Een school met 23 kinderen: Het is vooral heel knus
Annemarieke Drevijn is leerkracht van de groepen 6, 7 en 8, drie klassen met in totaal negen leerlingen. Ze geeft les op een Friese basisschool met 23 leerlingen. „Tussen de middag eten we gezellig met de hele school.”
De school in Molkwerum, een dorpje met zo’n 400 inwoners, telt al jaren tussen de twintig en dertig leerlingen. „Dat doet iets met de dynamiek tussen kinderen”, vertelt Drevijn. „Jong en oud werkt met elkaar samen en leert van elkaar.”
In Nederland zijn ongeveer tweeduizend basisscholen met minder dan 145 leerlingen. Voor deze ‘kleine scholen’ trekt het kabinet 20 miljoen extra uit. Deze scholen moeten met minder leerkrachten en minder geld toch proberen hun leerlingen even goed les te geven als grote, vindt onderwijsminister Arie Slob.
Groep 3-4
Drevijn is blij met het besluit. „Op een kleine school komt extra geld goed van pas.

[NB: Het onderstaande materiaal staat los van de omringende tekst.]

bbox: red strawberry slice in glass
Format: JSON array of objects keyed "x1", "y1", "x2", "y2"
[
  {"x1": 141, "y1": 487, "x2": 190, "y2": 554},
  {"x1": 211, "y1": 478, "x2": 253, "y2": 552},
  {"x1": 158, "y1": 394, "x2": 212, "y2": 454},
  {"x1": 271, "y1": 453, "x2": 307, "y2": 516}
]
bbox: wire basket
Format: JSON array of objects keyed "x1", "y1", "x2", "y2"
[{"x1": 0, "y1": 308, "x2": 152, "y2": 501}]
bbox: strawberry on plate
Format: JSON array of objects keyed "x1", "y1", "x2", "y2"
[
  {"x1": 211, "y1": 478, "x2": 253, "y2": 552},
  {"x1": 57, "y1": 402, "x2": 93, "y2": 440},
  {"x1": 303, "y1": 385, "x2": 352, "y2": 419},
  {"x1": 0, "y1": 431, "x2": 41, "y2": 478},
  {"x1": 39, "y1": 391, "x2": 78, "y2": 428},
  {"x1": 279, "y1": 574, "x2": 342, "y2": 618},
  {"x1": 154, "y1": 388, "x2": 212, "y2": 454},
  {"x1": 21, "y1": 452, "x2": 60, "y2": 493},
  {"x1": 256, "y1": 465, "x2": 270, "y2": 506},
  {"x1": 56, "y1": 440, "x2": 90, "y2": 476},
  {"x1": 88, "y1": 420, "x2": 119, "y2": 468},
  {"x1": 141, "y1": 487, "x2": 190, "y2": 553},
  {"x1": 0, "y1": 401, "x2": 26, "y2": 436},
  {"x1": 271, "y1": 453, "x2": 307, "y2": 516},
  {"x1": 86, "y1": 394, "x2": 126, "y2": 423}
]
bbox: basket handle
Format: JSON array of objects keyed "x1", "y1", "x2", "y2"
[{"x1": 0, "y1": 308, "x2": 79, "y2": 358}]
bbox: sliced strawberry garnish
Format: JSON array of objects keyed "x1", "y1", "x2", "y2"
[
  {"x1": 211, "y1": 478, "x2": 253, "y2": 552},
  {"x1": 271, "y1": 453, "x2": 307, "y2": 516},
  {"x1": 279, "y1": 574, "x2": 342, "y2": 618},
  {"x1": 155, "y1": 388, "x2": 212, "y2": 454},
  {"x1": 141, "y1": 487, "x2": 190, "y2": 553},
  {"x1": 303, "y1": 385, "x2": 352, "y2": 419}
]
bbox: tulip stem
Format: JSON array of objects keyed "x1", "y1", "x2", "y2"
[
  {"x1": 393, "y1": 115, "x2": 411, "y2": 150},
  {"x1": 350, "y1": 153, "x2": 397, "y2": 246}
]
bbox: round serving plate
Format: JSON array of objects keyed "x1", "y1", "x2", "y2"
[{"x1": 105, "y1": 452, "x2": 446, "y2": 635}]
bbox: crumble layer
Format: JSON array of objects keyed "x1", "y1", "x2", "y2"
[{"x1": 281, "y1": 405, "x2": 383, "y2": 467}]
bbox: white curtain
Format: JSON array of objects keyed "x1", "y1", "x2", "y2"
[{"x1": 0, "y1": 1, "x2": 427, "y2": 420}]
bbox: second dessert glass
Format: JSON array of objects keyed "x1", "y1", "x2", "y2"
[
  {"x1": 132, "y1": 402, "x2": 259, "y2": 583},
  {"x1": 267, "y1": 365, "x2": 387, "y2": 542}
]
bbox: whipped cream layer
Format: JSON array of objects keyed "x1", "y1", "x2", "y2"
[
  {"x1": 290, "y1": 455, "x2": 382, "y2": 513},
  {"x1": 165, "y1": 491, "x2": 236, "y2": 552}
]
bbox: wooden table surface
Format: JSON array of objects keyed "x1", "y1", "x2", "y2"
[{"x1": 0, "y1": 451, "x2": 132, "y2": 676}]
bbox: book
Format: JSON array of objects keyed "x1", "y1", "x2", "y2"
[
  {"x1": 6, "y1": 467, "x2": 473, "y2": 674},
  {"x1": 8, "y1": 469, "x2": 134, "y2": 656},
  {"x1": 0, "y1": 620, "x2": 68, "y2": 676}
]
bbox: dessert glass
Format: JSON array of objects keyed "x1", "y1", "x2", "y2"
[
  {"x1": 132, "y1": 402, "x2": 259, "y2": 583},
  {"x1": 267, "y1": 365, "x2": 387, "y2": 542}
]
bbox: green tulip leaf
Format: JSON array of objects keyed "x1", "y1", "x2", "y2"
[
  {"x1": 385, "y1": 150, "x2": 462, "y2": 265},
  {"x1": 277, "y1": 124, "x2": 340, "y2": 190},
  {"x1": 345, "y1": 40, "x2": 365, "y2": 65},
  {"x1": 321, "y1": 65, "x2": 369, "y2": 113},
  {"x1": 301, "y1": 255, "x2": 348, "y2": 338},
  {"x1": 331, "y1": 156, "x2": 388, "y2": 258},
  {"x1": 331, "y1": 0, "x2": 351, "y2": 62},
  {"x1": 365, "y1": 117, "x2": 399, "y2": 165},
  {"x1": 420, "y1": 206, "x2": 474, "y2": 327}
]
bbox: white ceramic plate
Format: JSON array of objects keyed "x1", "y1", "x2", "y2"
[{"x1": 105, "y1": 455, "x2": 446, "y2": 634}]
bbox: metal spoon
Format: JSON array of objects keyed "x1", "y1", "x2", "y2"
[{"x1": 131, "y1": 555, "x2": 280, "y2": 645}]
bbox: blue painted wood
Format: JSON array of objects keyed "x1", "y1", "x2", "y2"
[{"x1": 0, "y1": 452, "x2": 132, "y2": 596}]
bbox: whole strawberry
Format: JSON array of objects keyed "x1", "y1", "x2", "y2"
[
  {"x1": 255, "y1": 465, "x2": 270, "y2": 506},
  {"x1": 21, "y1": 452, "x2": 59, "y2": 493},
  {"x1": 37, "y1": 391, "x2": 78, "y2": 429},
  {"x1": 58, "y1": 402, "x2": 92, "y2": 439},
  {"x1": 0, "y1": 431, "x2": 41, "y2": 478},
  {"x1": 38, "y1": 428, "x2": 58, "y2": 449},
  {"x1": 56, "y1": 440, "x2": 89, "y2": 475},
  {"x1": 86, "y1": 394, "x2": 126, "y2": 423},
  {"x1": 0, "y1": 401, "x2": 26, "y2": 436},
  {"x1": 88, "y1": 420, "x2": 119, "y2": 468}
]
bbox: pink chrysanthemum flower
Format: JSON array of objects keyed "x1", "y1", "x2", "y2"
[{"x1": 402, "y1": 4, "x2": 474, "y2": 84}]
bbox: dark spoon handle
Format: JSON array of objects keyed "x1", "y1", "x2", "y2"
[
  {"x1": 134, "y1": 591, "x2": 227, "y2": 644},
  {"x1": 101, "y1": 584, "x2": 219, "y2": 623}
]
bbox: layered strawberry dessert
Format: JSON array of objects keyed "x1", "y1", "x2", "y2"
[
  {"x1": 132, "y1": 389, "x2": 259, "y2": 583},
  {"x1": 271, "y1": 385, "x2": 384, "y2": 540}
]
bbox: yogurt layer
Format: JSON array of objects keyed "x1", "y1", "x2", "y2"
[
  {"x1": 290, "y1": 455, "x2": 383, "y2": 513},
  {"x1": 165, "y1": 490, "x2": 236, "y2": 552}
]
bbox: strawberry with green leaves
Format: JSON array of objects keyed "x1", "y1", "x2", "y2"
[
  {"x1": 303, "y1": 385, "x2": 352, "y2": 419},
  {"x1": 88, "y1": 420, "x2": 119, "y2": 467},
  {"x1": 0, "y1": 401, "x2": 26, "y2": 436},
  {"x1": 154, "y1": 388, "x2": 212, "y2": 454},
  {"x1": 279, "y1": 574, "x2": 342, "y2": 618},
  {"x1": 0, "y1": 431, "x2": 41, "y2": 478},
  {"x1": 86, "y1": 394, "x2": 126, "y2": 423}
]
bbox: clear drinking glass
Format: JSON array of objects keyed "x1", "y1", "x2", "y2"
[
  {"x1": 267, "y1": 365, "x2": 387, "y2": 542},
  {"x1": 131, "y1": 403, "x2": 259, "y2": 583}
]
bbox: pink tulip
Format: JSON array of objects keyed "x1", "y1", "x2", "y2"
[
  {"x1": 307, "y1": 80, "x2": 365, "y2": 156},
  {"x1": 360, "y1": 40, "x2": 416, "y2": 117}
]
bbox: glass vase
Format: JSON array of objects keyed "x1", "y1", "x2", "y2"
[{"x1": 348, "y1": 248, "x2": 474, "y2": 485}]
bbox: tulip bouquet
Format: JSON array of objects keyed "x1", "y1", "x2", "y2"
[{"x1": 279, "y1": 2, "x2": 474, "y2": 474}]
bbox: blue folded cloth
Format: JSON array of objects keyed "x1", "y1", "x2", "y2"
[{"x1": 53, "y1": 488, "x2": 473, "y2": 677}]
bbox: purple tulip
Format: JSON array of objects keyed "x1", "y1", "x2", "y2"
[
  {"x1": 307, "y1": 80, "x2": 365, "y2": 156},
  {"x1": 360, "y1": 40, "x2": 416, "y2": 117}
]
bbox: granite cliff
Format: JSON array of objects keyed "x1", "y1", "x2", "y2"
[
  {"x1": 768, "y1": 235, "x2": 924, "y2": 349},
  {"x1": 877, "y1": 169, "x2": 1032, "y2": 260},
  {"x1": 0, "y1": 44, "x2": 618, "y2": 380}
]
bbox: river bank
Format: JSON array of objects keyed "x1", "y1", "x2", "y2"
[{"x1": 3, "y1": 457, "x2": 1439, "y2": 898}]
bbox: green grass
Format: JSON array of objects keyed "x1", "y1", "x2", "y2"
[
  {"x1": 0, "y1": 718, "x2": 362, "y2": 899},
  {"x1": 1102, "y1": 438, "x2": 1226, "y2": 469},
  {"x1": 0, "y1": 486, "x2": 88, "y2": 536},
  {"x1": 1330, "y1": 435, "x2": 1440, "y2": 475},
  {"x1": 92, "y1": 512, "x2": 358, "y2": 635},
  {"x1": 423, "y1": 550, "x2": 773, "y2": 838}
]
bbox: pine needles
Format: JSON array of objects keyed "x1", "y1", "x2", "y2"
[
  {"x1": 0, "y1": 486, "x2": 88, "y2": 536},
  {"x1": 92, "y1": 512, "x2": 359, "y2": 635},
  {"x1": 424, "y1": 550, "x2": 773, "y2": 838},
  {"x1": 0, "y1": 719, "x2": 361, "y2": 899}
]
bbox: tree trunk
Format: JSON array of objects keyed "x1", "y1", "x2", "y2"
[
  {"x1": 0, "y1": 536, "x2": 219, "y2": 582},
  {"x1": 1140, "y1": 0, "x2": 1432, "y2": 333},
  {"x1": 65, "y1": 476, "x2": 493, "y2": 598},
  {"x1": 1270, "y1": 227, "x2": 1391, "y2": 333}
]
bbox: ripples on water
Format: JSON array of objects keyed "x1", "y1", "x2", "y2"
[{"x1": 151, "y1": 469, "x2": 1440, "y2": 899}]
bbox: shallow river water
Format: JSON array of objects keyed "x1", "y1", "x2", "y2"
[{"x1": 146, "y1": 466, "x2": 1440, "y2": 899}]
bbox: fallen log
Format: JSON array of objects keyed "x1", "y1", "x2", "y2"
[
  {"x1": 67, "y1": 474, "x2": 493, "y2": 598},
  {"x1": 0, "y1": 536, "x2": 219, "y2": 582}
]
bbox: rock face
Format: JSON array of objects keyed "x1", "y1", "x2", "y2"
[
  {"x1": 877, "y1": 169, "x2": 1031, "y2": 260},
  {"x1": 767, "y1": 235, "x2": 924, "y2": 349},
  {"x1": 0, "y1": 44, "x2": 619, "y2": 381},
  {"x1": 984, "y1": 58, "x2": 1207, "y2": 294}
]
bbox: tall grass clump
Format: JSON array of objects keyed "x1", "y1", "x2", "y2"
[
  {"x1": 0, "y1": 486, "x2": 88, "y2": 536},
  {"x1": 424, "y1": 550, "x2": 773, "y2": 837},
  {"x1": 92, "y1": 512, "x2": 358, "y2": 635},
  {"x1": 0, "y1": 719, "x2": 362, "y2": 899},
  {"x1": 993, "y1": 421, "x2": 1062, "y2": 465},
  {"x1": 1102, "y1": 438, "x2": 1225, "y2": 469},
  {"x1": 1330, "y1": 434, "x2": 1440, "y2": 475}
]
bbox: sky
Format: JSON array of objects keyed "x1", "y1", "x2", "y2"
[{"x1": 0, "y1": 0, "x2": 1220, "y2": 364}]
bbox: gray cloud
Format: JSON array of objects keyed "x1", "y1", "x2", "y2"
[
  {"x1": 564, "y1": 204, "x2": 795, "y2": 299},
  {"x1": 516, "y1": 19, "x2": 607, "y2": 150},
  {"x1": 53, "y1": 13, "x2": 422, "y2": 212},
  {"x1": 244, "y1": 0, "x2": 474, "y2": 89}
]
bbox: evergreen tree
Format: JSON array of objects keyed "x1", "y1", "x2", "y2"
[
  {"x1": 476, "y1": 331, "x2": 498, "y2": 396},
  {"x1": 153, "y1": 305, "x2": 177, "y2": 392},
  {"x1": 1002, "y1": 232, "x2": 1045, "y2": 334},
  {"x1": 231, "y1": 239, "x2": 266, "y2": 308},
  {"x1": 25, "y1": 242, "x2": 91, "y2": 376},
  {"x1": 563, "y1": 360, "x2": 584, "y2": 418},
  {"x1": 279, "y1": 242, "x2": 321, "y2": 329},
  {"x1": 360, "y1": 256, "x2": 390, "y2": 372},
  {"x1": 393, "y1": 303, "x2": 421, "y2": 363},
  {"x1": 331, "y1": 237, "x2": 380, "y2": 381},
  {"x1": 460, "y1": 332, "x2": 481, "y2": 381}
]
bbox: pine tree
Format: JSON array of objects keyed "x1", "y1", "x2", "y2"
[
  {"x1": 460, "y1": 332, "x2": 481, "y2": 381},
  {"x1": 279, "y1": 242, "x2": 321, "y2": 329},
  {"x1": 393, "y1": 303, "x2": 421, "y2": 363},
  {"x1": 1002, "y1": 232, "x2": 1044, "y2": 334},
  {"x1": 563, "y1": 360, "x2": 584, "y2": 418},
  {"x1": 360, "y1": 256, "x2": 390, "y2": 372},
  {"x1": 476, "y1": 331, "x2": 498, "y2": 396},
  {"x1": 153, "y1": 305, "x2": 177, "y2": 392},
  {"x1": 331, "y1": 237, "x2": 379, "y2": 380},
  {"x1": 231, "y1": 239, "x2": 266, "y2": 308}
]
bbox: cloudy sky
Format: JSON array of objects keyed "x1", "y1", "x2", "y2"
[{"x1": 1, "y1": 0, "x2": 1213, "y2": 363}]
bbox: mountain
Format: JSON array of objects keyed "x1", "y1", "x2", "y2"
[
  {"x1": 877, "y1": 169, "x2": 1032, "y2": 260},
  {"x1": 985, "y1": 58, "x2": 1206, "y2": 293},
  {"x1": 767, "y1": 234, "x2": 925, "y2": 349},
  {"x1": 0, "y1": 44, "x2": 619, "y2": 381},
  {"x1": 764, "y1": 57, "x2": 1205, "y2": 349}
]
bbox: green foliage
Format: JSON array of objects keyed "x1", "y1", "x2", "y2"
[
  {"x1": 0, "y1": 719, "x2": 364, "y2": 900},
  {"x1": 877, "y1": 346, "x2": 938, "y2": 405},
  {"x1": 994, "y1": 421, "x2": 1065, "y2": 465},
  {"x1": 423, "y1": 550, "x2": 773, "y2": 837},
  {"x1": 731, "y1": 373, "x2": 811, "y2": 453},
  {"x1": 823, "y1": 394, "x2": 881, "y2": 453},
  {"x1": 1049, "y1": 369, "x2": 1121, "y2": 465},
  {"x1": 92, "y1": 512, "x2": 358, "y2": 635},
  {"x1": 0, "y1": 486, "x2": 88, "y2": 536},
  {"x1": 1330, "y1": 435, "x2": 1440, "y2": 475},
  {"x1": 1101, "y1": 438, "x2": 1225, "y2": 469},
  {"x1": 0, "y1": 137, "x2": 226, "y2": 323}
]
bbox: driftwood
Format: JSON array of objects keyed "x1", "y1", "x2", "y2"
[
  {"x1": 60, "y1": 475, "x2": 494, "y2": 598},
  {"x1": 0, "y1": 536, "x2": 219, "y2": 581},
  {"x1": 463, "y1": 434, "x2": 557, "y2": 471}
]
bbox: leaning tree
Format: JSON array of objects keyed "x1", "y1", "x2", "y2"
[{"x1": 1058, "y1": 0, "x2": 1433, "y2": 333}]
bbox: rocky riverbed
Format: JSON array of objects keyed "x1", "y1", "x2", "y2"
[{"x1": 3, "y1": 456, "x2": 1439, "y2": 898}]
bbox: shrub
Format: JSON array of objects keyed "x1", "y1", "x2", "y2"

Met dat geld is er misschien meer mogelijkheid om combinatieklassen te splitsen. Vooral de combinatieklas 3-4 is pittig. Kinderen uit groep 3 moeten leren lezen en schrijven en hebben daarom veel begeleiding nodig. En ook kinderen uit groep 4 vragen de nodige aandacht.”
Maar mogelijk bestaat de christelijke basisschool it Swannenêst volgend jaar niet meer. De school gaat misschien fuseren met een school in Stavoren, een stadje zo’n vier kilometer verderop. „Die school telt zo’n tachtig leerlingen, dus ook die school komt in aanmerking voor extra budget.”
Wanneer een school dicht moet, is afhankelijk van de vraag hoeveel leerlingen er in een gemeente wonen. In dichtbevolkte gebieden kan een basisschool met meer dan 200 leerlingen moeten sluiten, terwijl voor een school in een zeer dunbevolkte gemeente de minimale norm van 23 leerlingen geldt. Als een school drie jaar achter elkaar op rij die norm niet haalt, dan stopt de financiering.
Musical
Drevijn vindt het jammer voor het dorp, als de school er straks niet meer zou zijn. „De kinderen zullen zich verspreiden over verschillende dorpen, waardoor er minder eenheid zal zijn”, zegt ze. „Maar aan de andere kant is het misschien ook beter. De kinderen hebben dan iets meer keus om te kunnen kiezen met wie ze na school willen spelen.”
Daarnaast is het eenmaal de regel, zegt Drevijn. Volgend jaar valt de school namelijk onder de wettelijke opheffingsnorm. „Er komen volgend jaar hooguit twee kinderen bij en er zitten momenteel drie kinderen in groep 8. Een eindmusical zit er dus ook niet in, maar we hebben al wel iets anders leuks bedacht.”